This is an open-source package designed for (environmental) model calibration and uncertainty analysis. The current version is the very first version, we welcome all comments, suggestions, and improvements.
- A new superior algorithm MOMFO (multi-objective moth-flame optimizer) based on archive and crowding distance non-domination sort, and its elite-opposition improved version (EO-MOMFO) have been designed and provided in the new version. The elite opposition mechanism was modified based on the concept of non-domination and was embedded for updating the flame population of MOMFO. The implemented MOMFO has a similar principle as the current literature, although with some differences in details, while the elite-opposition version is original in this package.

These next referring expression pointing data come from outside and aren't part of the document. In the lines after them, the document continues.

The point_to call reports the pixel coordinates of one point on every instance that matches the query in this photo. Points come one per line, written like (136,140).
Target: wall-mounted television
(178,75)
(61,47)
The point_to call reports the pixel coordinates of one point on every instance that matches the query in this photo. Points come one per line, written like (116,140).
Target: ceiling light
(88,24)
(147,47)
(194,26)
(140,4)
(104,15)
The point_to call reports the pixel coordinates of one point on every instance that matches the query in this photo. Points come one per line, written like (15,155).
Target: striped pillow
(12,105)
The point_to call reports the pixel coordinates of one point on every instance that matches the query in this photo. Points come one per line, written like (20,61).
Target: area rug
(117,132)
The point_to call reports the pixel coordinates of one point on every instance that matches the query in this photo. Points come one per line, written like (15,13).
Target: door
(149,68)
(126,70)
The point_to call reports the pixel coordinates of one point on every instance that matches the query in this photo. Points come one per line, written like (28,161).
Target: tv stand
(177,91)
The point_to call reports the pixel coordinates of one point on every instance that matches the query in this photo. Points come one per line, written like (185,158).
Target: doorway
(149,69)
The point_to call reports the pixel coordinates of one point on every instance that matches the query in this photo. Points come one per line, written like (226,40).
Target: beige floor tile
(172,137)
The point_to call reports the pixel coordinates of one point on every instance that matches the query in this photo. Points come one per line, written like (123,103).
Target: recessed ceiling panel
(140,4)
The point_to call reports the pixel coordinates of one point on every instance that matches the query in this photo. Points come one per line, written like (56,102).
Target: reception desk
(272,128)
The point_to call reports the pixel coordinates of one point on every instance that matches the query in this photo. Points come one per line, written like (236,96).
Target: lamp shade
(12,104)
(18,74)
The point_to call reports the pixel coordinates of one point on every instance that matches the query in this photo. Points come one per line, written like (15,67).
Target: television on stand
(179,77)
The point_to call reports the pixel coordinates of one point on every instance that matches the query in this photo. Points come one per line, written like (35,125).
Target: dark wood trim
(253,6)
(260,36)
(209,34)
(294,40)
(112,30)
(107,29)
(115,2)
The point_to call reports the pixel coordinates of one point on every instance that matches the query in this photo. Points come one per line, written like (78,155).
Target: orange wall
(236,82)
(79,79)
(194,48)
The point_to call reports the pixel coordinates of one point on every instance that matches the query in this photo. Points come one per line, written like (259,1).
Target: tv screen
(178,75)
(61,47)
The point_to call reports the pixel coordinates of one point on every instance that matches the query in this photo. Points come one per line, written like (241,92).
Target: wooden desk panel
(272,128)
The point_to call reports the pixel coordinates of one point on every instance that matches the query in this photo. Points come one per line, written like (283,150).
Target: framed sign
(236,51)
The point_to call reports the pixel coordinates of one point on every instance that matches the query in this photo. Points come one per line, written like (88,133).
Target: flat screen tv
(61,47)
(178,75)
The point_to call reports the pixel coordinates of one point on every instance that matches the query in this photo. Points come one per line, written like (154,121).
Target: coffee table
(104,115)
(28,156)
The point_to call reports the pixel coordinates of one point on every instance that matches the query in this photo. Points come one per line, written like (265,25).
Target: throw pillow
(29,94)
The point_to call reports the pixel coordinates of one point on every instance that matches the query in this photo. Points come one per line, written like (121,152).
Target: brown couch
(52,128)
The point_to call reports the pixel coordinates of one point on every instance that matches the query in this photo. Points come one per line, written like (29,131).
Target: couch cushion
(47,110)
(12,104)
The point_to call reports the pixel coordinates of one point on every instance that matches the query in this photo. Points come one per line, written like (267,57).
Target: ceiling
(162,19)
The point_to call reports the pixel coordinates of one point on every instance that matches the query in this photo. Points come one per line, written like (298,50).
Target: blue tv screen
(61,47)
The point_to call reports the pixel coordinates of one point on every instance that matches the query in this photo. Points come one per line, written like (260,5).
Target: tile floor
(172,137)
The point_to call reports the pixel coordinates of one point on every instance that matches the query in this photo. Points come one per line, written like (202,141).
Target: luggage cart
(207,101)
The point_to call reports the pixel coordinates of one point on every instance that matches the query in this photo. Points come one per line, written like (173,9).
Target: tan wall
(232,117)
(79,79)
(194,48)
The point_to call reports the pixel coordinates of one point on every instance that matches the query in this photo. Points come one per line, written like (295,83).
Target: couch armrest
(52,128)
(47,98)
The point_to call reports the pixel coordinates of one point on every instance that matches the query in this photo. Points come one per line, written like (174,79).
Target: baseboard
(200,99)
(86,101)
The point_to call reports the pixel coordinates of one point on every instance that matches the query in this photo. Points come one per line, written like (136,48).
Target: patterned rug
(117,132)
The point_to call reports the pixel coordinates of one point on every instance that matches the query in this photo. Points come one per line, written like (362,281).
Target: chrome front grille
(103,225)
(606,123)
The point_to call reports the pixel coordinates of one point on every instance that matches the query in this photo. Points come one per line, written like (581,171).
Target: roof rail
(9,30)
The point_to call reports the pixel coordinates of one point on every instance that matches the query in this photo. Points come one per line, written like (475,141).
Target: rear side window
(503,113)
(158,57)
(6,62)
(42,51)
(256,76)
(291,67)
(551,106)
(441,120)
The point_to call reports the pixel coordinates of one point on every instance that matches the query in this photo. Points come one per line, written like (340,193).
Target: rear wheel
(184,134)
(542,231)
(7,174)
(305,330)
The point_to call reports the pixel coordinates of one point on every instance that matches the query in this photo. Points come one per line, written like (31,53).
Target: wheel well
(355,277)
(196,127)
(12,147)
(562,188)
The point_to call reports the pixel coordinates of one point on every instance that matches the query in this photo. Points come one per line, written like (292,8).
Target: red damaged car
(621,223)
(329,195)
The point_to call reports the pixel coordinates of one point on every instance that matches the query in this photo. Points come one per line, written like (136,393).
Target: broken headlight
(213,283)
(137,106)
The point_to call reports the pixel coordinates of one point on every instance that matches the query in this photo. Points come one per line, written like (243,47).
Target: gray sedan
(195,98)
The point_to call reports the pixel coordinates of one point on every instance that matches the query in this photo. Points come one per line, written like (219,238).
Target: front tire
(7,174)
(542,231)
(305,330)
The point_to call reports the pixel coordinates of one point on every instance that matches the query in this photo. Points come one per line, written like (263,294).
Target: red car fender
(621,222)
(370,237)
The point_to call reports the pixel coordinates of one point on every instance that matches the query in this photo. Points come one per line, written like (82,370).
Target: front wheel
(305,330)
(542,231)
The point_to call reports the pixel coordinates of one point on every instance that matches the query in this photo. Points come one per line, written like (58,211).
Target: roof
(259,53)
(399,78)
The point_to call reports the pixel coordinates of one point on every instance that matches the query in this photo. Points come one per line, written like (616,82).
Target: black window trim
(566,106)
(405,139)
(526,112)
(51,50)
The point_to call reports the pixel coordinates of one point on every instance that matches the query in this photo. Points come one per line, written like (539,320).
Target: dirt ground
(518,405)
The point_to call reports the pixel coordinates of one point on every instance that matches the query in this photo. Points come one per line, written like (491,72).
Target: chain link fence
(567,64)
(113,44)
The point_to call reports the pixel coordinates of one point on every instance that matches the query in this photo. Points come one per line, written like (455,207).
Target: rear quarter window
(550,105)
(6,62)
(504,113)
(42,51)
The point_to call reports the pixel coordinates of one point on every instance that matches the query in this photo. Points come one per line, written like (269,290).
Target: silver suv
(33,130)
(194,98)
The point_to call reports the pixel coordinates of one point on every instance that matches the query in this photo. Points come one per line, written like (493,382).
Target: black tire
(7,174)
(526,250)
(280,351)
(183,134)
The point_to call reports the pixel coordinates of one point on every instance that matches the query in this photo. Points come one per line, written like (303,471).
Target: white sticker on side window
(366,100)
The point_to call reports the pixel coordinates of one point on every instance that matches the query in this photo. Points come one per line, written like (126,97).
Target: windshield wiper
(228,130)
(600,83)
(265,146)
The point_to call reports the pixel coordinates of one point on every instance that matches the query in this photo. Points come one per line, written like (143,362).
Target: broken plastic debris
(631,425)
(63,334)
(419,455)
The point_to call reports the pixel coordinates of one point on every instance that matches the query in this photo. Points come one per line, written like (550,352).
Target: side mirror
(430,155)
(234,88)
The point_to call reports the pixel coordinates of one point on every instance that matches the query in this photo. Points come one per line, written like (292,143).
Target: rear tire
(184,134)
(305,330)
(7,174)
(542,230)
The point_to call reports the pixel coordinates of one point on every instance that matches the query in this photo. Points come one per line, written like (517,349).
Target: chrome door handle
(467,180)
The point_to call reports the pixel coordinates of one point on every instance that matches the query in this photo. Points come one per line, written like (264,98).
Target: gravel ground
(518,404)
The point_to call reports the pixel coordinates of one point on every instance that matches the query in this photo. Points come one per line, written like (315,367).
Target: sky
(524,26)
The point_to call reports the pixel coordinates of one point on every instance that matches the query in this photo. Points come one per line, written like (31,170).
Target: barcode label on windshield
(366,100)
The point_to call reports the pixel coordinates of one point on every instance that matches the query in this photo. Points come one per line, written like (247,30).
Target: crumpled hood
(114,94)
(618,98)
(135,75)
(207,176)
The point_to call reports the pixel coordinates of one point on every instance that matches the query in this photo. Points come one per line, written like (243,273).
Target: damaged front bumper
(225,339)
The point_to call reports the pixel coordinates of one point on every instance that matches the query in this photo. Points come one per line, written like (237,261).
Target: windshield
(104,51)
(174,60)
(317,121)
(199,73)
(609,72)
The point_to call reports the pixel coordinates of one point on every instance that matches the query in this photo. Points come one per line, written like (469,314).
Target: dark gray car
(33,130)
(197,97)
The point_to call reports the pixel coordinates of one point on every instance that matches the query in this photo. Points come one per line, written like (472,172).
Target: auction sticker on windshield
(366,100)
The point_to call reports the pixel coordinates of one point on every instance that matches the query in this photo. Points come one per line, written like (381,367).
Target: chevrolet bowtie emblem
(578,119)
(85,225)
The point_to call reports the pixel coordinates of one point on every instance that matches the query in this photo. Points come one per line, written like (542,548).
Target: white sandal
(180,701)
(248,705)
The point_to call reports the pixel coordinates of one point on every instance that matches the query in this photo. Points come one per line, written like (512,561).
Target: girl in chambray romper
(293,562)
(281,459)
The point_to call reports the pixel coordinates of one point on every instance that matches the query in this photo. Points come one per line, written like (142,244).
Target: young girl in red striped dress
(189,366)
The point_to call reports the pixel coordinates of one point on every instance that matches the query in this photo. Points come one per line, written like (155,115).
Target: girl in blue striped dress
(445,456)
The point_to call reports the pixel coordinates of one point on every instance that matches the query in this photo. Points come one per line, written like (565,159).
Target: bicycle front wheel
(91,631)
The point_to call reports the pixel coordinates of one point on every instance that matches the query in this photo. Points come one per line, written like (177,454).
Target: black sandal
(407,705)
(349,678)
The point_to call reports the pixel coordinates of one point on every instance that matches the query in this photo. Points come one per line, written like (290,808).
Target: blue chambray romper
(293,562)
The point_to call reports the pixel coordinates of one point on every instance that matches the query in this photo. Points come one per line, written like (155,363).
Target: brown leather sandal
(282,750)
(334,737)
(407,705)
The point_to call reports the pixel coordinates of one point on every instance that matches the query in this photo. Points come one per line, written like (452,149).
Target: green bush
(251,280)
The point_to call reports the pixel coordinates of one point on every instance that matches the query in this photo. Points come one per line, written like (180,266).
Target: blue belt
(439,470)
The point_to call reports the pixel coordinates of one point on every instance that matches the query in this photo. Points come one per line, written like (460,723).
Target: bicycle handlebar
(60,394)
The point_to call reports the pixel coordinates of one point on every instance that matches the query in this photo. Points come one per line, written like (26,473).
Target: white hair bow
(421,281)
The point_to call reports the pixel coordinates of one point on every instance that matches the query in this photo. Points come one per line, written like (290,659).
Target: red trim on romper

- A "Mode" variable for MFO and MOMFO for switching the flame updating mechanism has been provided. A "Mode" value of 0 is for Mirjalili's original version, while a "Mode" value of 1 (default) is my modification. Details about the differences will be given in the upcoming algorithm introduction documentations.
- Single-objective heuristic algorithms including PSO, GWO, MFO, SOA, SCA, SSA, TSA, and WOA.
- Multi-objective heuristic algorithms including MOPSO, MOMFO, MODE, and NSGA-II.
- Elite opposition strategy modified heuristic algorithms -- with better optimum search abilities.
- Statistic based-method LHS-GLUE.
- Three kinds of algorithm border check mechanisms including Absorb, Random, and Rebound, designed for different problems.
- Likelihood uncertainty estimation used in the GLUE framework for the parameter uncertainty analysis/prediction uncertainty estimation.
- The frequency based-uncertainty estimation method for the prediction uncertainty estimation.
- The multi-linear regression method for the all-at-a-time parameter sensitivity based on statmodels.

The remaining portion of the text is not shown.